Chaos Attraction

Melinda's Advice

2021-11-03, 7:50 p.m.

Work: in office today, very quiet. The most exciting bits were (a) going to the library and getting books on the scandals of Grover Cleveland and Warren Harding :P (I need a life, right?), and (b) talking to a manager (not in my section) who is all "I'm coming back to work, five days a week, it sucks, but I'm retiring in December." She can't wait to get out. "I gave them a year's notice and they still can't hire anyone."

As for the evening: (a) Dawn came over to drop off the stuff for the turtle cross stitch--she actually made me up little indexed baggies for the yarn, how sweet! All I had in return was "Look, I started your duster!" (b) I talked to Melinda about the Scott situation, (c) talked to Mom about the show we're going to tomorrow, (d) watched Lucifer with Jess and Mike while starting the turtle project.

Melinda gave some very good advice: “Then ask him out.” “I am interested in you, either you’re interested in me this way or you’re not.” are you capable of this relationship that I need? “why not just get it all out on the table?” Can you be friends with him at this point if he says he’s not capable? He may give you a maybe. Are you ok with maybe? Everything’s a maybe anyway. “You don’t know what’s going to happen until it happens.”

“I think it matters more that you clarify what you need.” This is the kind of relationship that I’m looking for, I don’t expect it immediately. He’s not going to tell you no, I don’t like you. You don’t have to worry about whether or not he’s friends with you. he’s friends with you. people have had a harder time than they are willing to admit. He’s got a lot he’s going through that has nothing to do with you. You’ve opened the door a little, go ahead and go through it. Either you go forward with this or it’s where it’s at and it’s not a bad place to be, being friends with him.

She doesn’t think I’d be pushing him. “I don’t want you to feel any pressure.” This is another person, not your ex, who is dealing with a lot of shit. He has been affectionate towards you.

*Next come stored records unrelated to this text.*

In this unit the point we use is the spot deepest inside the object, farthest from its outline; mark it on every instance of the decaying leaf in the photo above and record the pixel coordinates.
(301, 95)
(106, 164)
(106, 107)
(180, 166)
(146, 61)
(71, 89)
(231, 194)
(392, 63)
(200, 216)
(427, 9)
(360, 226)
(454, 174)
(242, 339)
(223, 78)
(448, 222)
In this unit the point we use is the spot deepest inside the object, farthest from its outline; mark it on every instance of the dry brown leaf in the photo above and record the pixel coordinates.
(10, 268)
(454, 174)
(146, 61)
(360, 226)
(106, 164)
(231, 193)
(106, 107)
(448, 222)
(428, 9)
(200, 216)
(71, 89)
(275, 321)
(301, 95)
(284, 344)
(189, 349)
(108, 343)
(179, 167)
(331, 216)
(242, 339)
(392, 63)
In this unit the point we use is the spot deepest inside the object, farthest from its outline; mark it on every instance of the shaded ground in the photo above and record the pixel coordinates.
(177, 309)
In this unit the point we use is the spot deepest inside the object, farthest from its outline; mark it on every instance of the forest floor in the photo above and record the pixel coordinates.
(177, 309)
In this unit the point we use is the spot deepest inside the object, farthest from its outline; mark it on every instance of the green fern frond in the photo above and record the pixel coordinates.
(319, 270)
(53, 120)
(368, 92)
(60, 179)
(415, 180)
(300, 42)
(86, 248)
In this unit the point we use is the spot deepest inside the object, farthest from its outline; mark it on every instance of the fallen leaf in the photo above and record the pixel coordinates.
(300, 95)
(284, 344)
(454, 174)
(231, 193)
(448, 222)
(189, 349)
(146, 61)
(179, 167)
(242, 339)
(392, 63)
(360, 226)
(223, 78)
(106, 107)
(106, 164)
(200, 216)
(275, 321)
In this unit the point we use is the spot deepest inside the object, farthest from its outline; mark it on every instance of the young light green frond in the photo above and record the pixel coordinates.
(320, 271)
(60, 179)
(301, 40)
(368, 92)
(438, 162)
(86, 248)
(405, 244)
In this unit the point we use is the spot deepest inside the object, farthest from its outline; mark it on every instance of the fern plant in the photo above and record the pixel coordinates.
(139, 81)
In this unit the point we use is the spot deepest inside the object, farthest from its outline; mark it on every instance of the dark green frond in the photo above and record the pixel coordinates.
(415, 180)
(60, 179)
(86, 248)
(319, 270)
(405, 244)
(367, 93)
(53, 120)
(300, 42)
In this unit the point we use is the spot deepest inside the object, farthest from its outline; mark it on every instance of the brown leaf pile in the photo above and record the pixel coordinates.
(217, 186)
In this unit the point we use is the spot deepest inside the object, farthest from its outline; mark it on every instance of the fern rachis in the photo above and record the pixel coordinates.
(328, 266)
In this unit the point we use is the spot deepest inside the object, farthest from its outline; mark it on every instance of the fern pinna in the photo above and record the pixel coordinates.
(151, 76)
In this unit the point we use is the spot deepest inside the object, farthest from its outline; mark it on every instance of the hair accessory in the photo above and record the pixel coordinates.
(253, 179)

You decide what your response is to yes, no, or maybe “You’re not the person you were when you were going out with the other guy.”

Probably the best you can hope for is for him to say I’ll try. if you don’t give him the opportunity he can’t consider it, if he needs it more spelled out, he needs it more spelled out, you get it spelled out for yourself. His response sounds like an opening to her.

Also, “don’t listen to the psychic.” You do know that nothing is set in stone, don’t put a lot of stock in it, she’s not in the situation. You have to go with your own gut. “I take some kind of action that’s different than what I did before. Wendy said not this guy and it’ll be a couple of years, but it’s been a couple of years, maybe it’s this guy now. Wendy’s been wrong before, also pre-pandemic. it could be him, you don’t know, the psychic doesn’t know that. Nobody sees the future, they just get glimpses of it. This is not a gravity issue that you can’t change. What do you have to lose at this point? it may not go terribly, it just may not go the way you want it to “I have faith in you, I think you can handle this.” If he says let me think about that, give him a deadline of 2 weeks an see how he feels. You don’t know what a place is until you’re there.


I ended up being up in the middle of the night on Etsy/Ravelry trying to figure out what to make him for Christmas: (a) "The Riker Maneuver" cross stitch--love this, but don't know what I'd put it on (a shirt? I try to avoid buying people anything that needs sizing 'cause hell if I know on other people's sizes), and probably reminds him of the ex again. (b) Star Trek socks. He'd probably love this, but I am not a sock knitter. Also a clothing item. (c) Rocky Horror crochet blanket--I love this best of all, but do I have the time to get it done? It's also color work in crochet, which I haven't done. (d) Rocky Horror dollies--love these but not sure I want to always be giving dolls? I did end up buying him a Frank N Furter Christmas card (guess where the candy cane is located) off Etsy, though. Which is apparently located in England, which I did not notice.